El fenómeno del Cutox
Recientemente, un procedimiento poco conocido ha tomado por sorpresa las redes sociales, convirtiéndose en tema de conversación. Conocido como cutox, se trata de la aplicación de toxina botulínica en la zona perianal, ofrecido por distintas clínicas de estética íntima como un método para lograr una piel más suave, relajación muscular y mayor comodidad. El foco de atención fue una publicación que comparaba los resultados mediante imágenes de donas —las comestibles—, lo que provocó una avalancha de comentarios, memes y bromas entre los usuarios.

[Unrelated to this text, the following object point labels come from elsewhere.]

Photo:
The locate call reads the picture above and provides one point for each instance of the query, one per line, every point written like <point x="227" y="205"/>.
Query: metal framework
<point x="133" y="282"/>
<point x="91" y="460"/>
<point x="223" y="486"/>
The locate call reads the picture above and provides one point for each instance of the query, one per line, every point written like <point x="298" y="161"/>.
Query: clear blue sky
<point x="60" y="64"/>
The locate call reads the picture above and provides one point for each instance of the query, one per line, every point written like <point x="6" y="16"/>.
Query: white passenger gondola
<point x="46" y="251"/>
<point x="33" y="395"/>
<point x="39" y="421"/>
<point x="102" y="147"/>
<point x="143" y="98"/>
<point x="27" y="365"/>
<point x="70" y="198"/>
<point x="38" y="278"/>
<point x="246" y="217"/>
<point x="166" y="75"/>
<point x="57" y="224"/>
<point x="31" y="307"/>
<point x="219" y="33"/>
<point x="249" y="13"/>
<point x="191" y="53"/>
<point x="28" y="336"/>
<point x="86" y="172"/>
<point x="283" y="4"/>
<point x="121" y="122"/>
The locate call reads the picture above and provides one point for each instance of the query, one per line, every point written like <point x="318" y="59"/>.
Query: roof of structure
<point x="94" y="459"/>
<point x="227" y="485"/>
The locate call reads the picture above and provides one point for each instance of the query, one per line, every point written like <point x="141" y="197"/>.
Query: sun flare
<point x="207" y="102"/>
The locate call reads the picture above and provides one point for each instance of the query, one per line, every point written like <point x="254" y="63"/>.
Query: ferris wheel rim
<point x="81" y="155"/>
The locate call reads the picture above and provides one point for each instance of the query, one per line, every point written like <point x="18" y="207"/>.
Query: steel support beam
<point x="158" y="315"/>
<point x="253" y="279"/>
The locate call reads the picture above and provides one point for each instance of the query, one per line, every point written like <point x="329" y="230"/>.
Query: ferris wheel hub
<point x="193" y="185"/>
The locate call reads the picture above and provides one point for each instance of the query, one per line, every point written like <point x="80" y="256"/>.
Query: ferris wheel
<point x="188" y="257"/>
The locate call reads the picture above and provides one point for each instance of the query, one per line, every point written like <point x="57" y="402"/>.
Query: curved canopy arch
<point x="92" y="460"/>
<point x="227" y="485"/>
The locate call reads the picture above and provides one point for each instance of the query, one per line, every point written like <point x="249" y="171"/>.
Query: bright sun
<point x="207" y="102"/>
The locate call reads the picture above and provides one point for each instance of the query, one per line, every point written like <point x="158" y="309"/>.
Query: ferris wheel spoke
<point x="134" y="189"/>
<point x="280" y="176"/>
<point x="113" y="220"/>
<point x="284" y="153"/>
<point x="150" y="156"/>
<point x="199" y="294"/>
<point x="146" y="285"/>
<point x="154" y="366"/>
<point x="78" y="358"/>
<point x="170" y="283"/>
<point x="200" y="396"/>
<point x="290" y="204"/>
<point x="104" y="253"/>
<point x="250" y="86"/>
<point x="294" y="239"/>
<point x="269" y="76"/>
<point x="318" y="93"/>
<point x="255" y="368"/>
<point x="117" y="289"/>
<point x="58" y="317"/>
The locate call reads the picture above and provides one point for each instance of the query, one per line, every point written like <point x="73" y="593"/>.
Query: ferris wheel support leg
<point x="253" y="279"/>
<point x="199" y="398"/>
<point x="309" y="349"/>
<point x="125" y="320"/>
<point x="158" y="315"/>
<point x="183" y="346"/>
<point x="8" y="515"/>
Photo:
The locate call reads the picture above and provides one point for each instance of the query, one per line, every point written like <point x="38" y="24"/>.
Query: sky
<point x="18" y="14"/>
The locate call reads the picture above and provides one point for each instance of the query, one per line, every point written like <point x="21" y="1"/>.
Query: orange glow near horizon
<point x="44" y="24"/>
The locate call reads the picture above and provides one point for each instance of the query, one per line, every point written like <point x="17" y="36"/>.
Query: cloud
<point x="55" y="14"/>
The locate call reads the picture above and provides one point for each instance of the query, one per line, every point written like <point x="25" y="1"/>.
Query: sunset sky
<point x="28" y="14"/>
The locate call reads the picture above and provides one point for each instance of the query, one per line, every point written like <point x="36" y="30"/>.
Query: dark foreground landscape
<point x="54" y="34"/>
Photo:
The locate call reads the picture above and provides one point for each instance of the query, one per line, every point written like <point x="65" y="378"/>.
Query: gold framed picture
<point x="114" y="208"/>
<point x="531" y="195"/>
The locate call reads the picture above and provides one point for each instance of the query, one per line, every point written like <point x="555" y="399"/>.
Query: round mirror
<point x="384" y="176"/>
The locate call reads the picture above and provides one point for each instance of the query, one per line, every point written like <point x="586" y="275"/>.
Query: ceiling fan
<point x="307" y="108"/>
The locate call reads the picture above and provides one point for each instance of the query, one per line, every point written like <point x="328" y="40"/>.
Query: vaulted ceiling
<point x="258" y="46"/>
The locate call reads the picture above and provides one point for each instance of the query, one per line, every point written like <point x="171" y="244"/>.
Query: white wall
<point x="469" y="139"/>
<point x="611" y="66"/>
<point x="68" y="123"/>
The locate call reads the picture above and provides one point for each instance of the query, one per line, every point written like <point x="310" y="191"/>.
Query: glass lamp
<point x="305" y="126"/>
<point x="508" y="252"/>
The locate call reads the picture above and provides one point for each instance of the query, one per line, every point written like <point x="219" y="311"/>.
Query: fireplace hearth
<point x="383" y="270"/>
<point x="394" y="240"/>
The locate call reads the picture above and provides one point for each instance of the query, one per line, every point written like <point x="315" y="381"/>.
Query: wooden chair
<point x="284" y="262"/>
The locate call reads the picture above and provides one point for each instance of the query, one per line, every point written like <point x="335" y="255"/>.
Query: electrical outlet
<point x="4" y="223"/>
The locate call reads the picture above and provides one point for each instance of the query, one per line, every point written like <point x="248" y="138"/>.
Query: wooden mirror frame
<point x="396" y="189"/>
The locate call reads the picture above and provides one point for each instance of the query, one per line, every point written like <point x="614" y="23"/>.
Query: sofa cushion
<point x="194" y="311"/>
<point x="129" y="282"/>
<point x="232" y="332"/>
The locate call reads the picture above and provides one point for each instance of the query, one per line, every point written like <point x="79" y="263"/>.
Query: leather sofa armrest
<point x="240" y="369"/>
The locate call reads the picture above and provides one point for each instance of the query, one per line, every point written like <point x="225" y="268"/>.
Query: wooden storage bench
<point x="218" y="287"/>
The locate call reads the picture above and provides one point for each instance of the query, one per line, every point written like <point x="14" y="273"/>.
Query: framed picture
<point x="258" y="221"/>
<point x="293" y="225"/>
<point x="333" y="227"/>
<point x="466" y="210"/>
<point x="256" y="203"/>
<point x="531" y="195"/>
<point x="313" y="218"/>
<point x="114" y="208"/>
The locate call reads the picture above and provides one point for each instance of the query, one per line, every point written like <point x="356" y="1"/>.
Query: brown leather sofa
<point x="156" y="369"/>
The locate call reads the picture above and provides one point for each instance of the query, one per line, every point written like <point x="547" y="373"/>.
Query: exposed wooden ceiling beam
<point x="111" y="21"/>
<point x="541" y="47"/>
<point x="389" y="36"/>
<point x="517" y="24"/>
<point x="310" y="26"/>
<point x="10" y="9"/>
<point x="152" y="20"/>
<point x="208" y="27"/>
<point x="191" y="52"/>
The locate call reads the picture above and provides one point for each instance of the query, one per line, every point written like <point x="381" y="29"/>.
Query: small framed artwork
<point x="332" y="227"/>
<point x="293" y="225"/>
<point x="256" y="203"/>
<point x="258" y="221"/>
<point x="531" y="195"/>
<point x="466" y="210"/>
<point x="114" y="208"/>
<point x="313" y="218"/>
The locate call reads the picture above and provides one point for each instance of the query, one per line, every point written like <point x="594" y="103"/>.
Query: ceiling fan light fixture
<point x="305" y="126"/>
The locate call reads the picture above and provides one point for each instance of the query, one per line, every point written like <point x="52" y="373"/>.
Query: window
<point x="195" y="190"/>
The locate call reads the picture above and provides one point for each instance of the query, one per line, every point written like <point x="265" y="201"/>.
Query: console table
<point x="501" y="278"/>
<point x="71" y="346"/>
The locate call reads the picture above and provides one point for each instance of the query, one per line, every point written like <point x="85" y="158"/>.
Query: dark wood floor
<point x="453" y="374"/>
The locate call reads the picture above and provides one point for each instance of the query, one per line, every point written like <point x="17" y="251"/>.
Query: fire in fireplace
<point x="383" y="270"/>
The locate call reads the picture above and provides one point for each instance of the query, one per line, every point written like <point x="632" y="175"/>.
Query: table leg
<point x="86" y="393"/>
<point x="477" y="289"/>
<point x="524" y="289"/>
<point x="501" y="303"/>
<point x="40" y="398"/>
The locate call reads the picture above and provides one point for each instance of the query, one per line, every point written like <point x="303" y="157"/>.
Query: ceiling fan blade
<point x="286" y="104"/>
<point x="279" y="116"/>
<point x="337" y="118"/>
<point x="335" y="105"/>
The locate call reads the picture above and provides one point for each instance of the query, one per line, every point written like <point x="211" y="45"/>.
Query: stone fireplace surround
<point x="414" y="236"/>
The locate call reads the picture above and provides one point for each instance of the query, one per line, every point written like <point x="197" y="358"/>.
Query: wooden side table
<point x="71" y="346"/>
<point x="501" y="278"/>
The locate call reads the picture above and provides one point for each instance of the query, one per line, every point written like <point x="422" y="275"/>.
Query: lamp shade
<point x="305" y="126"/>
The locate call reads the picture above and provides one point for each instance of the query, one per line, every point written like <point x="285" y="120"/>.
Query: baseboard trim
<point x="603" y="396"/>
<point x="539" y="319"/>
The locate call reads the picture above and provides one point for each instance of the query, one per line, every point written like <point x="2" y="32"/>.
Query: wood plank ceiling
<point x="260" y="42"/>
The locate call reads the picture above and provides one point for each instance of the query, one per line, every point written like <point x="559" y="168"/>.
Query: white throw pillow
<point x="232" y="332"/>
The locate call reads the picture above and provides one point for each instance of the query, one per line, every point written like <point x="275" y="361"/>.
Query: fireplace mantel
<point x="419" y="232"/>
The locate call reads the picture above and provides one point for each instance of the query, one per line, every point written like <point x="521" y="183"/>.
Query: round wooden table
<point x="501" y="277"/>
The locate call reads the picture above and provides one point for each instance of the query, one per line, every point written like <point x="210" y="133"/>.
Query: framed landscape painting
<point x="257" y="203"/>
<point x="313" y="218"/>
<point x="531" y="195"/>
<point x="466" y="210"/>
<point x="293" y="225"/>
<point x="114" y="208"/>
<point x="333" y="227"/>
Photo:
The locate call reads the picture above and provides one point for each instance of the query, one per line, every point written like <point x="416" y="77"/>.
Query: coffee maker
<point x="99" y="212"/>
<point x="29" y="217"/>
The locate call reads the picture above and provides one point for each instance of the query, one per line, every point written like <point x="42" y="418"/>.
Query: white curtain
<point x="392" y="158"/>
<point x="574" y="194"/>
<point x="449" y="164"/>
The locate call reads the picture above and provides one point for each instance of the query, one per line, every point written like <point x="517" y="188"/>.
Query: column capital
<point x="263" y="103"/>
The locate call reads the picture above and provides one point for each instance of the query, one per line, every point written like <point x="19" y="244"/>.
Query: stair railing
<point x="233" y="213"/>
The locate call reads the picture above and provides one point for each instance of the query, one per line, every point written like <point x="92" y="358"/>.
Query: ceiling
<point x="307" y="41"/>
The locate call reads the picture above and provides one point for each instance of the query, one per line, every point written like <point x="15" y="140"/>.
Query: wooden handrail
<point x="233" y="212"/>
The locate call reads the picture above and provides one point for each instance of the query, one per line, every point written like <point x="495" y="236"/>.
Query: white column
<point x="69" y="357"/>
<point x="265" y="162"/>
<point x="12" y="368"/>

Uso médico de la toxina botulínica
Sin ser un invento de las redes, la toxina botulínica ya ha estado presente durante años en consultorios de proctología. Su uso más frecuente se relaciona con el tratamiento de fisuras anales, un problema doloroso que a menudo se asocia con el estreñimiento o la diarrea. Esta condición causa un dolor agudo, similar a un corte con vidrio, lo que lleva a los pacientes a buscar atención médica. Según la Sociedad Española de Médicos de Atención Primaria (SEMERGEN), la incidencia de fisuras anales es aproximadamente de un caso por cada 350 personas, mientras que estudios en Europa estiman que hay medio millón de casos nuevos anuales en EE.UU. y Europa.
El tratamiento convencional comienza con el uso de pomadas que buscan relajar el esfínter interno para facilitar la cicatrización, un proceso que puede tomar de cuatro a seis semanas. Si esto no resulta efectivo, las opciones quirúrgicas como la esfinterotomía suelen ser la alternativa, aunque pueden conllevar efectos secundarios como incontinencia o fístulas. Aquí es donde el botox se presenta como una opción intermedia atractiva.
Perspectivas de los expertos
El doctor Antonio Gil Pérez, proctólogo español, destacó que «su efecto es reversible y dura entre 4 y 6 meses«, lo que lo convierte en una opción menos invasiva en comparación con la cirugía convencional. Además, enfatizó que se trata de un procedimiento ambulatorio, realizado sin anestesia, permitiendo al paciente continuar con sus actividades diarias sin interrupciones.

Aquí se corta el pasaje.